Simon Willison released micropython-wasm as an alpha package and immediately shipped it to production in datasette-agent-micropython. The implementation solves a specific problem: how to execute agent-generated Python code without giving it full system privileges. The sandbox runs a 362KB MicroPython interpreter inside WebAssembly, maintains persistent state across multiple eval() calls, and exposes host functions through 78 lines of C.
This is not a research project. It is a working implementation with known unknowns.
Why WebAssembly for Agent Code Execution
Willison needed a sandbox that installs cleanly from PyPI, enforces memory and CPU limits, controls file and network access, and exposes host functions. JavaScript engines like v8 are too complicated to embed safely. Pyodide only runs in browsers or Node.js. MicroPython compiled to WASM hits all the requirements.
The wasmtime Python library provides binary wheels and active maintenance. WebAssembly’s security model is battle-tested in browsers. If the C bridge code fails, the worst outcome is a WASM exception, not a system compromise.
The Persistent State Problem
A naive WASM sandbox starts the interpreter, runs code, and stops. Variables disappear between calls. For agent workflows, you need persistent state so a variable defined in one session.run() call survives into the next.

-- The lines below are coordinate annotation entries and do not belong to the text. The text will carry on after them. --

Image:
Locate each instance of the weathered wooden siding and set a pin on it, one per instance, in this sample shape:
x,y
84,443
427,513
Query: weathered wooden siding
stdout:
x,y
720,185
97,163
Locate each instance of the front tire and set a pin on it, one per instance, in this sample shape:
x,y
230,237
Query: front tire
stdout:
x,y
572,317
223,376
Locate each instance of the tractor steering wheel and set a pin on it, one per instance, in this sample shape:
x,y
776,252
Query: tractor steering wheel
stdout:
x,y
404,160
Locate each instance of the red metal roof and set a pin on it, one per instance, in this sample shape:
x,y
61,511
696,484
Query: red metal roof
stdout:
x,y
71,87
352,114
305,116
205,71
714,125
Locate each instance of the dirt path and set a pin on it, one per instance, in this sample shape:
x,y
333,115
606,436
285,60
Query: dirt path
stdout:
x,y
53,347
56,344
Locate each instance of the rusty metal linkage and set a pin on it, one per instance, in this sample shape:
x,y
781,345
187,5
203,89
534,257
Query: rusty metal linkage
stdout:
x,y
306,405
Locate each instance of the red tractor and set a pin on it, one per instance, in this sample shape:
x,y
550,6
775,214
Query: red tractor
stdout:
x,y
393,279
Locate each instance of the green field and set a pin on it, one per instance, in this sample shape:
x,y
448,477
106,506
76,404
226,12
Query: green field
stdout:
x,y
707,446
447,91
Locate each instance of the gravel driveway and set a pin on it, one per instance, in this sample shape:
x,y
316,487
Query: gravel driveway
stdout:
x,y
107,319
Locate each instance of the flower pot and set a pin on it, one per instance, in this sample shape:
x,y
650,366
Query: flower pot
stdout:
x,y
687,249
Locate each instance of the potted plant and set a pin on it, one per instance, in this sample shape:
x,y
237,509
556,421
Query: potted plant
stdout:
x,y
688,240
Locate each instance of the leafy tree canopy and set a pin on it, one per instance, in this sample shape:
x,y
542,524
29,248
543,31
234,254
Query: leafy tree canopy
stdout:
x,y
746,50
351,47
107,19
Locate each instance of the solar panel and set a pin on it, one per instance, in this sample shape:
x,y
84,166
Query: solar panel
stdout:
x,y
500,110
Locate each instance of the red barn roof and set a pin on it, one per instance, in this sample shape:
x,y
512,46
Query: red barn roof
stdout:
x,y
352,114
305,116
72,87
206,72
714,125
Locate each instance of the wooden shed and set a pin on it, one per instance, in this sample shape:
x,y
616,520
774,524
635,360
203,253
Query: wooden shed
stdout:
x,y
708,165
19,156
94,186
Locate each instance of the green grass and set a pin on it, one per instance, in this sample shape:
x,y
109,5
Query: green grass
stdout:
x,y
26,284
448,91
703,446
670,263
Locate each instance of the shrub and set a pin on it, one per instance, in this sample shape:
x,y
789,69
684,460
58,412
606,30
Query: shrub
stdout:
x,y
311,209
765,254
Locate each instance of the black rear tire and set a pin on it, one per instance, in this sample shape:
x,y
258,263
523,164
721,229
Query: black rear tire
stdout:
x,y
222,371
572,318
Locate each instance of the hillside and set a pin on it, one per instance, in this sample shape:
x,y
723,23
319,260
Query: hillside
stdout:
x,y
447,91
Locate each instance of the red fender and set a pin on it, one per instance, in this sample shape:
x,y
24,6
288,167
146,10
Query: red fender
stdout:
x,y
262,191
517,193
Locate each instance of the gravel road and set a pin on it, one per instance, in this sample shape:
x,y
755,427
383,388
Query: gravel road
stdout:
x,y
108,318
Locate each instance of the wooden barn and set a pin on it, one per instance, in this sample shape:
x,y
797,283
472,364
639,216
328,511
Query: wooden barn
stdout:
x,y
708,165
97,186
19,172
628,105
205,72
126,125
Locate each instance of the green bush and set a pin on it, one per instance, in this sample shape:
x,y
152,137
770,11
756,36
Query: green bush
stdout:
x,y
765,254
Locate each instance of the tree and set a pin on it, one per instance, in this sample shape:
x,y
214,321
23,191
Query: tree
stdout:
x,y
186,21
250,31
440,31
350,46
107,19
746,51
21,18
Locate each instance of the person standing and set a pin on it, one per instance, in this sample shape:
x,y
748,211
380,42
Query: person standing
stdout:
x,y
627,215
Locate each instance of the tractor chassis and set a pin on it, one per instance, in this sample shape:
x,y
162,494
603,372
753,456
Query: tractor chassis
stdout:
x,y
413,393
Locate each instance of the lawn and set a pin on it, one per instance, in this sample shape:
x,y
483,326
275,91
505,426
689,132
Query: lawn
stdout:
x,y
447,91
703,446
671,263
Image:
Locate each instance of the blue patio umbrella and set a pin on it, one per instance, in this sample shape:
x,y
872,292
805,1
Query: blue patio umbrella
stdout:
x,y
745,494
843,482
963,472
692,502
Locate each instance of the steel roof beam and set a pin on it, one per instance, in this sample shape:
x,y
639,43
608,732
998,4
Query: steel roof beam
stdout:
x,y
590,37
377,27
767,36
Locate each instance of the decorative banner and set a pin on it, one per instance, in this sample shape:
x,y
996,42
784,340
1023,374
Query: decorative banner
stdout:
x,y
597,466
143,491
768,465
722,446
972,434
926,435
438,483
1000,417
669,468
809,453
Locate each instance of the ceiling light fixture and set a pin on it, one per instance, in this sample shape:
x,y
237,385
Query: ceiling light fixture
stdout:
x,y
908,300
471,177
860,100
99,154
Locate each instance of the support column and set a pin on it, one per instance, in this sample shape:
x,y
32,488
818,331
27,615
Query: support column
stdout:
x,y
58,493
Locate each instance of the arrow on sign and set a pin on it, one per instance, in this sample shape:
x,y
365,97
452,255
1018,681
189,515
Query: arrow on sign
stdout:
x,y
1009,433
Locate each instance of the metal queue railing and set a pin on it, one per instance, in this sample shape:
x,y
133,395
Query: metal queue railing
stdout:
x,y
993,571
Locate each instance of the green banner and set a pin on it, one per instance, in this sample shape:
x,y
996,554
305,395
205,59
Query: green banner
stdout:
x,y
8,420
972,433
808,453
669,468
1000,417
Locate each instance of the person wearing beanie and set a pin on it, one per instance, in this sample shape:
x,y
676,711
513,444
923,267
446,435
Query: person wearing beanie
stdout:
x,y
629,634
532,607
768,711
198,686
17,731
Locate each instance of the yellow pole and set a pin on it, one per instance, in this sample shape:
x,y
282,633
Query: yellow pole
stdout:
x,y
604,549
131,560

Willison’s solution uses a thread-based queue architecture:
- Python code starts a thread and creates request and reply queues
- Inside WASM, MicroPython runs an eval() loop that blocks on
__session_next__() - The host function waits on the request queue until Python sends new code
- MicroPython evaluates the code and calls
__session_result__()with the result - The host function posts to the reply queue, and Python’s
session.run()returns
This keeps the interpreter alive across multiple code blocks:
from micropython_wasm import MicroPythonSession
with MicroPythonSession() as session:
print(session.run("x = 10\nprint(x)").stdout) # 10
print(session.run("x += 5\nprint(x)").stdout) # 15
print(session.run("print(x * 2)").stdout) # 30
The blocking mechanism coordinates between Python’s request queue and the WASM interpreter loop without restarting the interpreter.
Host Function Bridge Architecture
The 78 lines of C compile into the 362KB WASM blob. This code registers Python functions as callable from inside MicroPython. The bridge handles:
- Function registration from the host environment
- Argument marshaling between Python and MicroPython types
- Return value serialization back to the host
- Exception propagation across the WASM boundary
The C layer exposes __session_next__() and __session_result__() as blocking host functions. MicroPython calls these during its eval() loop. The host Python code controls what functions are available inside the sandbox.
Security Boundaries and Limits
| Boundary | Mechanism | Failure Mode |
|---|---|---|
| Memory | wasmtime memory limits | Hard stop, exception raised, no recovery |
| CPU | wasmtime “fuel” concept (20M default) | Hard stop, exception raised, no recovery |
| Filesystem | No access unless explicitly exposed | Cannot read or write files |
| Network | No access unless explicitly exposed | Cannot open sockets |
| Host functions | Only registered functions callable | Cannot escape to arbitrary Python |
The fuel-based CPU limit is the weakest link. Wasmtime measures WebAssembly operations, not wall-clock time or Python bytecode instructions. The 20 million default is experimental. Set it too low and legitimate code times out. Set it too high and while True: s += "x" runs too long before stopping.
Memory limits are straightforward. You set a maximum heap size and WASM enforces it.
MicroPython vs. Full CPython Trade-offs
MicroPython is a subset of Python 3 optimized for constrained environments. It lacks most of the standard library. No requests, no pandas, no numpy. This is a feature for sandboxing: less surface area means fewer ways to break out.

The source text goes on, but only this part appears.